According to FBI reports, the men tried to hide their true agenda, agreeing not to even say the word “HAMAS” - but to call it “SAMAH” its reverse - even in their private conversations. Most of the participants were identified through surveillance and an examination of the hotel registry. But until Thursday, the identity of one person at the meeting – Nihad LNU - remained a mystery.
Awad was asked about the meeting during a 2003 deposition for a civil lawsuit. He initially said he didn’t think he had attended the Philadelphia meeting. When pushed he replied, “I don’t remember.” Nor did he remember whether he was invited.
Previously available evidence shows Awad was at the 1993 HAMAS meeting. He can be seen on videotape the following summer, acknowledging “I am in support of the HAMAS movement” during a seminar at Miami’s Barry University.
The idea for the meeting was discussed in a telephone call recorded by the FBI on Sept. 14, 1993. A day earlier, Yasser Arafat and Yitzhak Rabin shared an uneasy handshake on the White House lawn. That paved the way for the Palestinian Authority’s creation, and, it was hoped at the time, a path toward a more peaceful future.

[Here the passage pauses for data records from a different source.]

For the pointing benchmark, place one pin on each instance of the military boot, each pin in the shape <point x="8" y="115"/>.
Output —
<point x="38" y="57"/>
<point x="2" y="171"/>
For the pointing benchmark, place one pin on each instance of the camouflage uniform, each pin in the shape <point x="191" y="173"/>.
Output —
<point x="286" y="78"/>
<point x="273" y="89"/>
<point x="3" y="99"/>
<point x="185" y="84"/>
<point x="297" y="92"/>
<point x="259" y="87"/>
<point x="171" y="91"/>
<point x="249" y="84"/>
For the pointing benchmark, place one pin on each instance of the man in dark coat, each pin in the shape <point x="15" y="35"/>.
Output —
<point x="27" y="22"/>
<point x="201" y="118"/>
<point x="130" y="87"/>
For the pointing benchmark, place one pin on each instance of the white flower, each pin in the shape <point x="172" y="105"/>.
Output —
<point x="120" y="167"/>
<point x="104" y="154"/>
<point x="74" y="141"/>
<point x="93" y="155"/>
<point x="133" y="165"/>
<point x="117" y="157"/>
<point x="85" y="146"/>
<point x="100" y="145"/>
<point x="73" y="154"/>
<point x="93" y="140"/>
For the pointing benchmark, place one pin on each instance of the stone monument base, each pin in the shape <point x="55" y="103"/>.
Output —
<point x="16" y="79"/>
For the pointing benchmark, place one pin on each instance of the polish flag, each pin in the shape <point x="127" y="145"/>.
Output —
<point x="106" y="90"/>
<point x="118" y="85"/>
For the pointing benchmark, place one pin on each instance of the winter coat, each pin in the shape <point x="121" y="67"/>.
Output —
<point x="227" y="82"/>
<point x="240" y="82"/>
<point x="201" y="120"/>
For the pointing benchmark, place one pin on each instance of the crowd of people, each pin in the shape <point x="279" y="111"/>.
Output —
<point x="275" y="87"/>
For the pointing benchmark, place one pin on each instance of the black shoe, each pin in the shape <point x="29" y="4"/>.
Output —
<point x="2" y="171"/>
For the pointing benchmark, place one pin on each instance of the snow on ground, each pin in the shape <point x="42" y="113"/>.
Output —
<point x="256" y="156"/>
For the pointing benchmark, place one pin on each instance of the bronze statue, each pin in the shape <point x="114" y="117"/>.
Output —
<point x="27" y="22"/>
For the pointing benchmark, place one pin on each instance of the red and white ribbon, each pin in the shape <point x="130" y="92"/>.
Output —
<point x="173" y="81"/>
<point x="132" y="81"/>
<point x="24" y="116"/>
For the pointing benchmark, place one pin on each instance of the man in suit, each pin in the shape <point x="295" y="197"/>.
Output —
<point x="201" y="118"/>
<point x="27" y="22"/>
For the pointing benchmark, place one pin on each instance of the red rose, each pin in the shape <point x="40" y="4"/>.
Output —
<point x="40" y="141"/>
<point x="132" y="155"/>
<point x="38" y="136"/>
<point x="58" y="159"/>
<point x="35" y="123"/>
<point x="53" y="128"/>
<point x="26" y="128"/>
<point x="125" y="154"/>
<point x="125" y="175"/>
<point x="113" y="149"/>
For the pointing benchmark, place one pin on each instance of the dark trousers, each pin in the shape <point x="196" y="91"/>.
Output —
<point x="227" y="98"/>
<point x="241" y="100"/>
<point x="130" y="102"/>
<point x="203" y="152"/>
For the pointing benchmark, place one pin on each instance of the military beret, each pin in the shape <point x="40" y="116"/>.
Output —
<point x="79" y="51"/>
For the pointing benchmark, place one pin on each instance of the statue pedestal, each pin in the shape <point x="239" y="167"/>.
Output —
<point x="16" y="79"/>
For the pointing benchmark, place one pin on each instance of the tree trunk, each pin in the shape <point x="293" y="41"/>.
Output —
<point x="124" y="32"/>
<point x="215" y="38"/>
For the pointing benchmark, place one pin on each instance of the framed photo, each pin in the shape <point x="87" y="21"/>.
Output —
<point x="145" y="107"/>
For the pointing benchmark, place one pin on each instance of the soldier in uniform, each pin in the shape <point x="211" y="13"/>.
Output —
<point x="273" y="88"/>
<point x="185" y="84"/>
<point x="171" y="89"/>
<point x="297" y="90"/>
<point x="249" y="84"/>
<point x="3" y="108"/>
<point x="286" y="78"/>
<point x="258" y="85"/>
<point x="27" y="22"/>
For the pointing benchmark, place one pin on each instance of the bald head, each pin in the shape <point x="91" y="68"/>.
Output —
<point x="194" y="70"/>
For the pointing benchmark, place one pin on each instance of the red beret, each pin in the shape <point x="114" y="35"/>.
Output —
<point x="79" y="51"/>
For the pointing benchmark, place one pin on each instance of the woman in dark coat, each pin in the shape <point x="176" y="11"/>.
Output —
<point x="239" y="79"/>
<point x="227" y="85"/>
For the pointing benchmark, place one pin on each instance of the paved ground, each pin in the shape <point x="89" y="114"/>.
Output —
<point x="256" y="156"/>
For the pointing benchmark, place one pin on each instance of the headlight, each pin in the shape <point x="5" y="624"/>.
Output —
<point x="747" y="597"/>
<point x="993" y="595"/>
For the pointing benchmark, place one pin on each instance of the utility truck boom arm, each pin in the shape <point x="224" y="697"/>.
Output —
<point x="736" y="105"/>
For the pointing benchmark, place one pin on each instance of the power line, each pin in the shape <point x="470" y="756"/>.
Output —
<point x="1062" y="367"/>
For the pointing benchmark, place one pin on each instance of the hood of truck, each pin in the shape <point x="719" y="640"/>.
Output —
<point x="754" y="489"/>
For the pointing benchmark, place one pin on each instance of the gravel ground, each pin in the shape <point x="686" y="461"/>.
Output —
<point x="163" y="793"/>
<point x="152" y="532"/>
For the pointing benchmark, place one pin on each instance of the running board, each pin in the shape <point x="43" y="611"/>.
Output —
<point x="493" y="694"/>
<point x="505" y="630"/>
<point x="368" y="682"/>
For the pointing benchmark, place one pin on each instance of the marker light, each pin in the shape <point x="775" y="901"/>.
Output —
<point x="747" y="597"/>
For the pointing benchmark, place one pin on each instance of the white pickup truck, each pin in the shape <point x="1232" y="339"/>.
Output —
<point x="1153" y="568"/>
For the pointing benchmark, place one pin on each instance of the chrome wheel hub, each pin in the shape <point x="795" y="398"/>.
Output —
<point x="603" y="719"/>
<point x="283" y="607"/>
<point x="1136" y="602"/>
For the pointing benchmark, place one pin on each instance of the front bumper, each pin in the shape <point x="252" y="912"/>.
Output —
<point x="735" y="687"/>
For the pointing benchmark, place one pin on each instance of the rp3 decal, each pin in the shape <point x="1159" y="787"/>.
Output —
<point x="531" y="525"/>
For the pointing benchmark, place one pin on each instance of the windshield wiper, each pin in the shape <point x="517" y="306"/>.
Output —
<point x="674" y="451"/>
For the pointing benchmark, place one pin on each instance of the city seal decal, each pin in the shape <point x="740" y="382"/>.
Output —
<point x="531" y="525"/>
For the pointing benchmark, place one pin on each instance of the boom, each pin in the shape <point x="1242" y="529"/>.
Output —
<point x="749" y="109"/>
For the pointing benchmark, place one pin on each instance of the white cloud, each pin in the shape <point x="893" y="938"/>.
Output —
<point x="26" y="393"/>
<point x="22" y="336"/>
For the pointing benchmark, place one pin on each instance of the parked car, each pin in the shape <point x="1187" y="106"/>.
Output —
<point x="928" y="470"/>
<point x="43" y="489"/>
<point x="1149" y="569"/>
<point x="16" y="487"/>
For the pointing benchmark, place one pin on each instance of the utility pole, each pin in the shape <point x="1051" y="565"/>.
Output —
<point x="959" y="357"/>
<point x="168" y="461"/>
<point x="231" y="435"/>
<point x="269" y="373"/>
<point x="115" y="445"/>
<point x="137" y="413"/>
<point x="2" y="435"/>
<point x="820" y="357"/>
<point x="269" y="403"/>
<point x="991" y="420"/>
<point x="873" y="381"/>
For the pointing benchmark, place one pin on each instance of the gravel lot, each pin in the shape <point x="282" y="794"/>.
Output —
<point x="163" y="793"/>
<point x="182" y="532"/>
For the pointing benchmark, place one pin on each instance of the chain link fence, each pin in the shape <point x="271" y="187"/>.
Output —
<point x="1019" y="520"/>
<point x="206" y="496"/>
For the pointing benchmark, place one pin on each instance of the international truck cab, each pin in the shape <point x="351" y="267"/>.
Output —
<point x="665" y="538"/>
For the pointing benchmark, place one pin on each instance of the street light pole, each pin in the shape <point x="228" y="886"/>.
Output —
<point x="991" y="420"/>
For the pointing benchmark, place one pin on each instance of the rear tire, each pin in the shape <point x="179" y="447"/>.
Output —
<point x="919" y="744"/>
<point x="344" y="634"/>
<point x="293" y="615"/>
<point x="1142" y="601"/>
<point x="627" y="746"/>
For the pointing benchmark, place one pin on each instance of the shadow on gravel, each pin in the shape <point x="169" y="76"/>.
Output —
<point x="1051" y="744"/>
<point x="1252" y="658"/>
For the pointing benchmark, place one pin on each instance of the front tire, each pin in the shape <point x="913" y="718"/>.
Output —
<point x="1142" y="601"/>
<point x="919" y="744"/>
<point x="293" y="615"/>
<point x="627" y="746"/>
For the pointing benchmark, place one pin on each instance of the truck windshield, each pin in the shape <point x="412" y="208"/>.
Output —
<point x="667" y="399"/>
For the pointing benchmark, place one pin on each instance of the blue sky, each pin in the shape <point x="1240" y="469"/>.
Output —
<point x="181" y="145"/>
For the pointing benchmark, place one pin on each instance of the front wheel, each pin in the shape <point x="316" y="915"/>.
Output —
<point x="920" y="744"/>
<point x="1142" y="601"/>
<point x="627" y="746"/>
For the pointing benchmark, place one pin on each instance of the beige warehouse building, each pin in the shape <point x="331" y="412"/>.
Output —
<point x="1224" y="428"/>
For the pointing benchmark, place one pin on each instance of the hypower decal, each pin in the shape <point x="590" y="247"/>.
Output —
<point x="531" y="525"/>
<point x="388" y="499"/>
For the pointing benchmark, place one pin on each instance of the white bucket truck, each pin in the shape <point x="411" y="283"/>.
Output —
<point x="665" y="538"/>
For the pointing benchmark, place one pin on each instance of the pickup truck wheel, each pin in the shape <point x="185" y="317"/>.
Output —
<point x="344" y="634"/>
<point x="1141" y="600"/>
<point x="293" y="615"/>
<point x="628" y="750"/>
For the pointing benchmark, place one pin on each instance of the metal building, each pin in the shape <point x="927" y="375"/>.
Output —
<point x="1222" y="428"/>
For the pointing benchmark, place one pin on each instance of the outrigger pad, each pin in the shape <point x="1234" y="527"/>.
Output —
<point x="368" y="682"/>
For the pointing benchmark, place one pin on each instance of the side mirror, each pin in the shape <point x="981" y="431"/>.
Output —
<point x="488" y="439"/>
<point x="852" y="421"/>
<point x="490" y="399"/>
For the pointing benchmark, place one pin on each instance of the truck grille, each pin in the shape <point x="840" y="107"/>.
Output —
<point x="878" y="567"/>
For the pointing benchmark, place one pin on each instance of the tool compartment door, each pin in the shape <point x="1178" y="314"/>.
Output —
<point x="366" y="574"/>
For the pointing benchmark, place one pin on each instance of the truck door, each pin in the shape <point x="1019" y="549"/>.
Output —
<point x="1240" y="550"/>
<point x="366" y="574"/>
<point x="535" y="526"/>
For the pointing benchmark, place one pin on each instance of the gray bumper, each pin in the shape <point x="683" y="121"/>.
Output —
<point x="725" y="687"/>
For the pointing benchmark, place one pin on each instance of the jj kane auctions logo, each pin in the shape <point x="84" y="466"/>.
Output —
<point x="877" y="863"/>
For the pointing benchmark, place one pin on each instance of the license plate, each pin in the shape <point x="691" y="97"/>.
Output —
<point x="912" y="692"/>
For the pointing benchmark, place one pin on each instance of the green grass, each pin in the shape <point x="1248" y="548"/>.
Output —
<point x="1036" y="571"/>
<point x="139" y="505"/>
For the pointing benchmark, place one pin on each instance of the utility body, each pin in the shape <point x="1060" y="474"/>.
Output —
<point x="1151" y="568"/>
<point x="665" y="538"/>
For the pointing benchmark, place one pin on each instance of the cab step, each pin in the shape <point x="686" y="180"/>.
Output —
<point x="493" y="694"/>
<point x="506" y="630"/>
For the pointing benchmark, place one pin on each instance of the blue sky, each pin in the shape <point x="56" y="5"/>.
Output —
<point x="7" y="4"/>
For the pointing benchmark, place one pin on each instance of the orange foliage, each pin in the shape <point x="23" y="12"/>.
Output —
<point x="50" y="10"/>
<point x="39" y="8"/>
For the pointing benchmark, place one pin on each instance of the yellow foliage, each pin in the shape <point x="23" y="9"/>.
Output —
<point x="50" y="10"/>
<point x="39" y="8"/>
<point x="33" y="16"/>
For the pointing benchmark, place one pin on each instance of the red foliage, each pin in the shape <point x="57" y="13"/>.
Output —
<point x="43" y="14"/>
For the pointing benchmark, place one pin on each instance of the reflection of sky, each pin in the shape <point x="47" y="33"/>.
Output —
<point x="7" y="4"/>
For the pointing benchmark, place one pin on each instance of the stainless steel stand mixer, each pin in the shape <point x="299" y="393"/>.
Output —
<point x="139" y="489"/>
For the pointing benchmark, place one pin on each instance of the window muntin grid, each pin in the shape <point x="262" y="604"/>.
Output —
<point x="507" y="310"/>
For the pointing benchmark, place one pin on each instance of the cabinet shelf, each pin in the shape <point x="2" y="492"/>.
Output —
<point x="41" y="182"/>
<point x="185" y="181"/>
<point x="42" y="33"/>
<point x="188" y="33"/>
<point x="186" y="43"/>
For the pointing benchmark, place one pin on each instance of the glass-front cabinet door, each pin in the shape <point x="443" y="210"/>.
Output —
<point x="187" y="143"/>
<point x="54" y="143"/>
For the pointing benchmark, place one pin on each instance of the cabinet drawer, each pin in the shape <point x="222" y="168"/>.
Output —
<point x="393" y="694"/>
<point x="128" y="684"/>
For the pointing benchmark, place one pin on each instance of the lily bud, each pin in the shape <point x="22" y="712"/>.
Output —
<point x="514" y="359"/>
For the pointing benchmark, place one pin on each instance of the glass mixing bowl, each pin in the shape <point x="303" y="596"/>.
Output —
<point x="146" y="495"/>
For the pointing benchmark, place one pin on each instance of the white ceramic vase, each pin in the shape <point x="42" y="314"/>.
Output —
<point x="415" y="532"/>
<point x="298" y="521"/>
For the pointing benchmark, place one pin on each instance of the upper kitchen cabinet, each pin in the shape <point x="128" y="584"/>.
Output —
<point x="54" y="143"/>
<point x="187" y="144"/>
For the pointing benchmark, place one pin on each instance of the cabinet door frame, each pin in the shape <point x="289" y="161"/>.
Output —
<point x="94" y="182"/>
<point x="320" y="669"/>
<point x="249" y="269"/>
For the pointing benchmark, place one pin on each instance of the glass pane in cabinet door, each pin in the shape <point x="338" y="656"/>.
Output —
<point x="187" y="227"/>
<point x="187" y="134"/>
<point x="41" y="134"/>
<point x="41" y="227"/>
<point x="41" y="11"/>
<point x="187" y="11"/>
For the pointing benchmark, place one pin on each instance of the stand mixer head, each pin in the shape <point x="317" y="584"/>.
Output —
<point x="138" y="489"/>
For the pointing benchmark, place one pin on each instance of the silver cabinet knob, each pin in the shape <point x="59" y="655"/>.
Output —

On the telephone, three men discussed who should be invited to join them in a meeting to discuss what to do next. The call included Omar Ahmad (CAIR’s chairman emeritus), who at the time served at President of the Islamic Association for Palestine (IAP), Shukri Abu Baker, President of the Holy Land Foundation and one of the defendants now on trial, and Abdelhaleem al-Ashqar, the Executive Director of a HAMAS-linked charity known as the Al Aqsa Educational Fund.
They discussed inviting people from the “Union,” a code reference to the IAP. They mentioned “Akram,” “Abdul Rahman” and “Nihad.” In 1993, Nihad Awad was the spokesman and public relations director for the IAP.
During that same telephone conversation, the men on the telephone call referred to Nihad’s work in “media.” Shukri Abu Bakr mentioned “a full article in Dallas Morning News...and every few lines: Mr. Nihad said this and that....” The Dallas Morning News did publish an article that day. It ran under the headline “Dallas’ Mideast Observers Warn of Conflict Ahead.” It extensively quoted “Nihad Awad, spokesman for the Dallas-based Islamic Association of Palestine.”
A few weeks later, at the Philadelphia meeting itself, two men again referenced “Nihad” and an invitation he received to speak at a conference for the National Association of Arab Americans (NAAA) on October 30, 1993. The program from that NAAA Annual Convention, obtained by the IPT, lists the name of Nihad Awad, representing the Islamic Association for Palestine, as a speaker on a panel entitled “Israel-PLO Agreement: Analytical Perspectives.” Nobody else named Nihad is listed in the program.